Vorschlag Berlins
Staatsdiener müssen mit moderatem Abschluss rechnen

Für Bundeskanzler Gerhard Schröder (SPD) bringt nur große Zurückhaltung der Gewerkschaften eine rasche Einigung im Tarifkonflikt des öffentlichen Dienstes. Auf ein geteiltes Echo unter den Bundesländern stieß ein Vorschlag von Berlins Regierendem Bürgermeister Klaus Wowereit (SPD) für eine Nullrunde im Staatsdienst.

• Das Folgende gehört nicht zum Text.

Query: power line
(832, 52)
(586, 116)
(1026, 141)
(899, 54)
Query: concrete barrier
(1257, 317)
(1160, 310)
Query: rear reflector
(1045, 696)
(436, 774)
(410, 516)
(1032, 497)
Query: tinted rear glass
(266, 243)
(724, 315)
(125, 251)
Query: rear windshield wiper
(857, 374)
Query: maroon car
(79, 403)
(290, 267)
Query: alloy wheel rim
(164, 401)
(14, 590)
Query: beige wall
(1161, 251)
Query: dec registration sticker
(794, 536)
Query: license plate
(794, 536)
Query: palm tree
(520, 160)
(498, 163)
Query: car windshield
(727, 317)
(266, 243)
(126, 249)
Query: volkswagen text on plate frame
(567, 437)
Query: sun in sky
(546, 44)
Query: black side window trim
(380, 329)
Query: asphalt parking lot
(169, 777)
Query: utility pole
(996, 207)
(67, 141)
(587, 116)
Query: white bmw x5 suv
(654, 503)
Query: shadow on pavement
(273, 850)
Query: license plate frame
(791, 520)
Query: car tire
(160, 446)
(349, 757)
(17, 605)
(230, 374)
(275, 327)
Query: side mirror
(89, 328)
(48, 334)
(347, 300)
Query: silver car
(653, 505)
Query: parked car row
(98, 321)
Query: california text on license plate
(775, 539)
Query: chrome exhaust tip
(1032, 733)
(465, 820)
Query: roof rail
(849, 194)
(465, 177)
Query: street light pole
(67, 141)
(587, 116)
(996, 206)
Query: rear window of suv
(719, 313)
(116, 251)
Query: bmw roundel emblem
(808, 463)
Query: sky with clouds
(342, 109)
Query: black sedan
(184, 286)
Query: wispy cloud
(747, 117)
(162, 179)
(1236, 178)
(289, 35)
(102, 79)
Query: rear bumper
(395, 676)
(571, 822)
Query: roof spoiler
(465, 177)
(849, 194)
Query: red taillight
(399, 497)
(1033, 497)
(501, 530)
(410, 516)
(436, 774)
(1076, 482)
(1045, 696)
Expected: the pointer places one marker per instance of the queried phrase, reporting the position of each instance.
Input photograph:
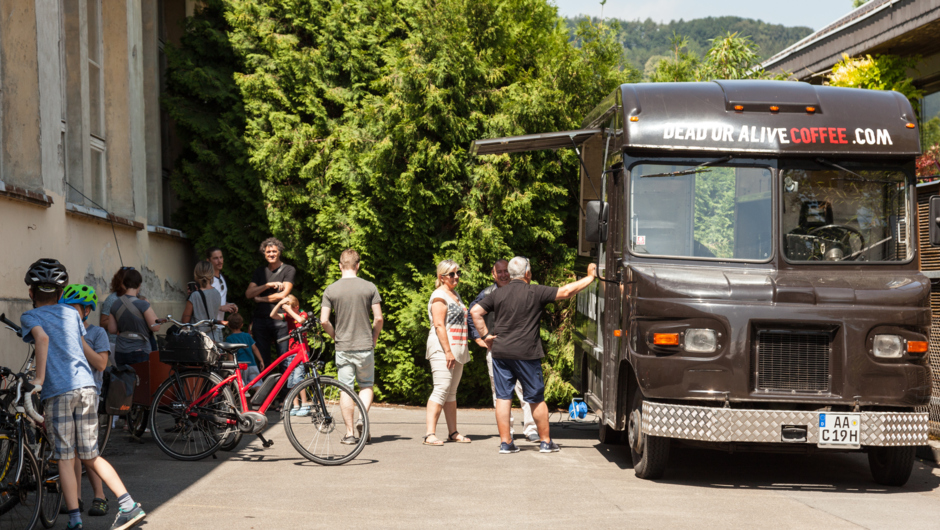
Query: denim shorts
(507, 371)
(353, 366)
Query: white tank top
(455, 323)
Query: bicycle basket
(189, 347)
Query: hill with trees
(646, 42)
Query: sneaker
(359, 428)
(64, 510)
(99, 507)
(129, 518)
(549, 447)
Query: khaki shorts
(353, 366)
(72, 418)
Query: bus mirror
(595, 222)
(934, 220)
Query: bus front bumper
(722, 425)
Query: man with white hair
(517, 348)
(501, 278)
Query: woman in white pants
(447, 351)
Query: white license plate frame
(839, 430)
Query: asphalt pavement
(399, 483)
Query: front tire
(891, 466)
(318, 437)
(650, 453)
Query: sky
(815, 14)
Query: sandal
(438, 442)
(459, 438)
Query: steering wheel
(834, 229)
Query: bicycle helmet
(47, 272)
(77, 293)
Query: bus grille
(793, 361)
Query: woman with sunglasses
(447, 351)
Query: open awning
(532, 142)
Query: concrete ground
(398, 483)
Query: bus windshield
(842, 215)
(701, 212)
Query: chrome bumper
(711, 424)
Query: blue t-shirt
(66, 366)
(244, 355)
(97, 339)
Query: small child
(235, 323)
(294, 318)
(70, 398)
(84, 299)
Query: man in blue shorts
(517, 348)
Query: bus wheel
(650, 453)
(891, 466)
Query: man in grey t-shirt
(350, 298)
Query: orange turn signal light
(666, 339)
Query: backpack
(117, 390)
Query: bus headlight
(888, 346)
(700, 340)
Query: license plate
(839, 430)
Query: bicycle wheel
(181, 435)
(319, 436)
(105, 422)
(20, 491)
(52, 491)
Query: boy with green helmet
(84, 299)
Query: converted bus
(758, 270)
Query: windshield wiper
(697, 169)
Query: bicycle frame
(300, 350)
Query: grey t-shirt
(127, 321)
(214, 301)
(352, 299)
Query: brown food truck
(759, 272)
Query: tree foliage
(355, 119)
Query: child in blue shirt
(70, 398)
(84, 299)
(244, 355)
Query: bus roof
(747, 116)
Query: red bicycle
(194, 412)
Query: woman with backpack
(133, 321)
(204, 302)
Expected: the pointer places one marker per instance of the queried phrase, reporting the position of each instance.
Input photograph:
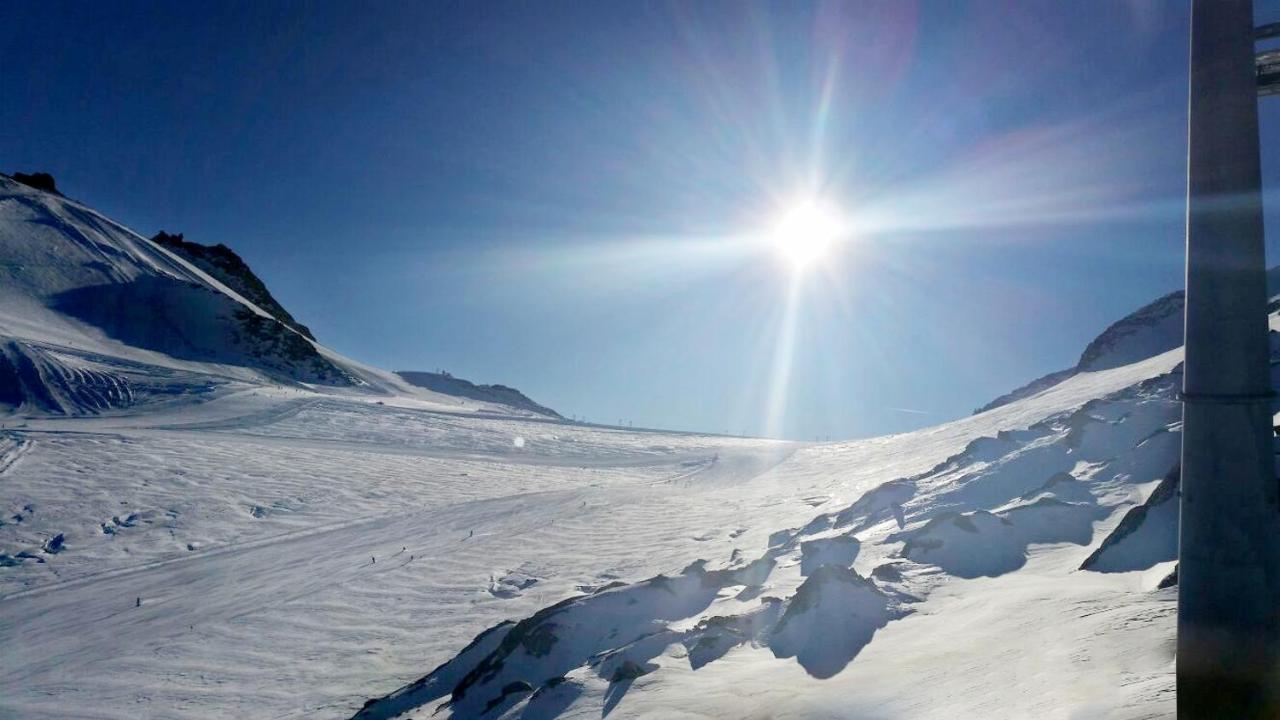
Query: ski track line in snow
(13, 447)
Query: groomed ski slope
(297, 554)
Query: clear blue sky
(561, 196)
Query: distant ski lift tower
(1229, 546)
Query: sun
(805, 232)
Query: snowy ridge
(91, 313)
(195, 538)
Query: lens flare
(807, 232)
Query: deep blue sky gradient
(560, 196)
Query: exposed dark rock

Die Dienstleistungsgewerkschaft Verdi ist mit einer Forderung von drei Prozent mehr Einkommen in die Tarifverhandlungen gegangen.

HB/dpa HAMBURG. "Wenn es dort (im öffentlichen Dienst) einen Abschluss geben soll, der schnell ist, dann wird es nur einer sein können, der haushaltsverträglich ist", sagte Schröder der Wochenzeitung "Die Zeit". "Und das liegt sicher weit unter dem, was die Gewerkschaften sich vorstellen."

Baden-Württemberg kündigte zum Berliner Vorschlag an, das Land werde sich aus der Tarifrunde heraushalten. Allerdings sagte ein Regierungssprecher, Vorteil einer Nullrunde sei, dass das Land auf weitere Stellenstreichungen verzichten könnte. Ein Sprecher der niedersächsischen Staatskanzlei erklärte: "Wir sind in dieser Frage sehr zurückhaltend und skeptisch."

Hamburg hatte sich bereits für einen Nullrunde im öffentlichen Dienst ausgesprochen. Bürgermeister Ole von Beust (CDU) verwies auf eine Erklärung der Ministerpräsidentenkonferenz vom Oktober, nach der jede Tarifsteigerung einen Arbeitsplatzabbau im Öffentlichen Dienst zur Folge habe.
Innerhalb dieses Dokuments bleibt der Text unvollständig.